When contacted by TheWrap, a spokesman for “Spider-Man” said, "The production will not comment on this speculation." (Which, in effect, only leaves us to speculate more!)
Last week, injury-plagued show was slapped with three workplace safety violations from the U.S. Department of Labor's Occupational Safety and Health Administration, after four of the musical's cast members were hurt performing stunt work during rehearsals or previews.
Last month, the Times and nearly a dozen other publications (the Los Angeles Times, Chicago Tribune, New York Post, Daily News, Washington Post, Hollywood Reporter and Variety among them) broke the not-so-sacred review embargo on the show, publishing scathing reviews, led by the Times chief theater critic Ben Brantley, who called the show "not only the most expensive; it may also rank among the worst."
The sheer ineptitude of this show, inspired by the Spider-Man comic books, loses its shock value early. After 15 or 20 minutes, the central question you keep asking yourself is likely to change from 'How can $65 million look so cheap?' to 'How long before I’m out of here?'
The producers called it was a critical “pile-on,” arguing that “changes are still being made” and that “any review that runs before the show is frozen is totally invalid.”

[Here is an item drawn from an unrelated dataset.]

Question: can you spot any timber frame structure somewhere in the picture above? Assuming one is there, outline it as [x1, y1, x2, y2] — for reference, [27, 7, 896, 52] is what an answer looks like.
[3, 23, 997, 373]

The problem is, “Turn Off the Dark” may never turn on. (One theater reviewer I spoke with, however, dismissed that notion, saying "Spider-Man" will open "eventually.")
In the end, it may not matter. Despite all of its problems, "Spider-Man" has remained one of Broadway's top grossing musicals. The show has been generating more than $1 million in ticket sales per week — or slightly more than the reported $1 million cost per week of producing it.